Corneal Incision Procedures: Are very rarely used nowadays, but for the fun of it we can have a look:

  • Radial Keratotomy (RK):  Uses spoke-shaped incisions (usually made with a diamond knife) and sparing the papillary area to alter the shape of the cornea and reduce myopia or astigmatism; this technique has now been largely replaced by the other methods (that use excimer laser).
  • Arcuate Keratotomy (AK): Similar to radial keratotomy, but the incisions on the cornea are done at the periphery of the cornea, used to correct astigmatism. AK is the only incisional procedure that still lives to this day since it can be used in special cases (Correcting residual astigmatism after keratoplasty or during cataract surgery).
  • Limbal Relaxing Incisions (LRI): In other words incisions placed near the outer edge of the iris, used to correct minor astigmatism (typically less than 2 diopters). This is often performed in conjunction with an Intraocular Lens implantation.


Candidates for LASIK treatment:

It has been mentioned earlier that the flap created for LASIK treatment is 100-180 microns in thickness, and that the corneal bed should be no less than 250 microns in thickness post treatment. Therefore:

Good LASIK candidates:

  1. Are over 18 years of age.
  2. Have stable prescriptions for glasses or contact lenses.
  3. Have healthy eyes with adequate corneal thickness.
  4. Suffer from a common refractive error (myopia, hyperopia, astigmatism).
  5. Understand the reality of LASIK treatment that provides the patient with the same visual results provided by prescription glasses or contact lenses.

Poor LASIK candidates:

  1. Have a long history of dry eyes.
  2. Are diagnosed with autoimmune eye disorders since the medications used in these cases can alter the healing process.
  3. Suffer from corneal abnormalities such as keratoconus or corneal scarring.
  4. Had an attack of ocular herpes within a year prior to having LASIK.
  5. Are pregnant or currently breast feeding.

 

Phakic Intraocular Lens:

Those who wish to correct their refractive errors but are not candidates for LASIK treatment are candidates for what is known as Phakic IOLs (intraocular lens).

This technology has been used around the world on thousands of patients and it has even been used in Europe 10 years prior to its approval in the United States in 2006. The approval in the States came after a huge FDA multicentral clinical trial.

The procedure can be simplified into placing a lens made of 100% pure collagen copolymer material compatible with the body's natural chemistry, behind the iris and in front of the natural crystalline lens.
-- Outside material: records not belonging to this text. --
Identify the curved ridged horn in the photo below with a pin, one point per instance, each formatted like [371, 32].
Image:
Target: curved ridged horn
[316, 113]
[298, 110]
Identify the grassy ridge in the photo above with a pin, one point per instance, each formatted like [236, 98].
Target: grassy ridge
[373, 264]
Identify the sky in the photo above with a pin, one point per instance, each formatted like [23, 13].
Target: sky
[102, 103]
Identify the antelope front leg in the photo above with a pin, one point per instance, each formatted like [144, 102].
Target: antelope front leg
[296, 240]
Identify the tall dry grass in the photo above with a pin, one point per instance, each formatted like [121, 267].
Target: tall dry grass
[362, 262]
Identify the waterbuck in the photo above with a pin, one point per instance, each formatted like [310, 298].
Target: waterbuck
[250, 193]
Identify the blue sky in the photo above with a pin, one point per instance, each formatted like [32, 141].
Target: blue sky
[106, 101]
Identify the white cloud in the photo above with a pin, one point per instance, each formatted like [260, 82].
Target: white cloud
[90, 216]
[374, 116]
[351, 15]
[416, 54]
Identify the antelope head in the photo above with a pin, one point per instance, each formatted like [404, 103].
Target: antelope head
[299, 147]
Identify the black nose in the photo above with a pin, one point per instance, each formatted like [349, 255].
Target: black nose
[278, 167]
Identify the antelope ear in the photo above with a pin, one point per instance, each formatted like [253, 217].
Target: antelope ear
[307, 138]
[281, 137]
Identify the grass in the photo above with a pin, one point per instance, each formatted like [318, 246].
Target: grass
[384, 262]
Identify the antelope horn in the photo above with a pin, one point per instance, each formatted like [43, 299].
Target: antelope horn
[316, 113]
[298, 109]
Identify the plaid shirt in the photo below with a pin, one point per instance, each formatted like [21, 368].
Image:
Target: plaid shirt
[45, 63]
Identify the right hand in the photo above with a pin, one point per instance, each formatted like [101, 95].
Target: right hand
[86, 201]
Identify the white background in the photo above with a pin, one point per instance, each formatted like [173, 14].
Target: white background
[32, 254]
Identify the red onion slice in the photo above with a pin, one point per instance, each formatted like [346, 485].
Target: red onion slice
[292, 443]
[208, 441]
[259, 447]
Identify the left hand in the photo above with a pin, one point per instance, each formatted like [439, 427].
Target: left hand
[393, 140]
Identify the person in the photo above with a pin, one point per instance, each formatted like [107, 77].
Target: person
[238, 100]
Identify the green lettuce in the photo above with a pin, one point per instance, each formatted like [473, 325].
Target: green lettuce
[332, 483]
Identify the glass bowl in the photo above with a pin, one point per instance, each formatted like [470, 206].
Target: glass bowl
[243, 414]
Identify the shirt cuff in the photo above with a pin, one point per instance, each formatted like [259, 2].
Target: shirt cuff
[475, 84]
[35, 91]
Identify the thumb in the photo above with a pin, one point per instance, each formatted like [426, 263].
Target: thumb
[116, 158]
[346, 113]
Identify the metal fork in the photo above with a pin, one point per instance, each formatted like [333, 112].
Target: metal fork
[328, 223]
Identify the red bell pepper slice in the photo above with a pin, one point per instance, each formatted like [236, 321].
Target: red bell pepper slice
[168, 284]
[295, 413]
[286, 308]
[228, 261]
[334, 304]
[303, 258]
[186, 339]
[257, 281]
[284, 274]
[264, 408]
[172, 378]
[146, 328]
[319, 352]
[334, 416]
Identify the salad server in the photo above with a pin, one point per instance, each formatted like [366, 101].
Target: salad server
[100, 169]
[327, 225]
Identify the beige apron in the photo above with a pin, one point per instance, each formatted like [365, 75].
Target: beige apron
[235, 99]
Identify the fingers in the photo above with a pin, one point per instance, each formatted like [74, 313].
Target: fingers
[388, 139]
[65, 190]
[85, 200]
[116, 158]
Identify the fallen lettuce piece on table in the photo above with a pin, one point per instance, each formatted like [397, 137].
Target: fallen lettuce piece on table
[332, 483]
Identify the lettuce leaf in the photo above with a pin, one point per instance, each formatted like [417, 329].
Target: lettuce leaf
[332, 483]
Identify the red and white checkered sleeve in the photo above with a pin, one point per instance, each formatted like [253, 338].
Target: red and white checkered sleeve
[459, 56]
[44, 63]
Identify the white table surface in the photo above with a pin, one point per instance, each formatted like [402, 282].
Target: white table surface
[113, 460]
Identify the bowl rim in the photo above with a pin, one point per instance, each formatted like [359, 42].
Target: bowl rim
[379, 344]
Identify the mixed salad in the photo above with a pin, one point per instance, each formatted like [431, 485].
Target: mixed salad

The material of which this lens is made behaves much like the natural lens in terms of light transmittance.

Candidates for this type of treatment are:

  • Under 45-50 years of age.
  • Have moderate to high myopia and healthy eyes.
  • Have a clear crystalline lens that remains in the eye after the surgery (in other words, they don't have cataract).

To achieve the best results possible with this technique, a thorough eye examination should be carried out along with full medical history and correct lens measurements prior to the procedure. Also, a YAG peripheral iridotomy has to be performed 1-2 weeks before the procedure to each eye.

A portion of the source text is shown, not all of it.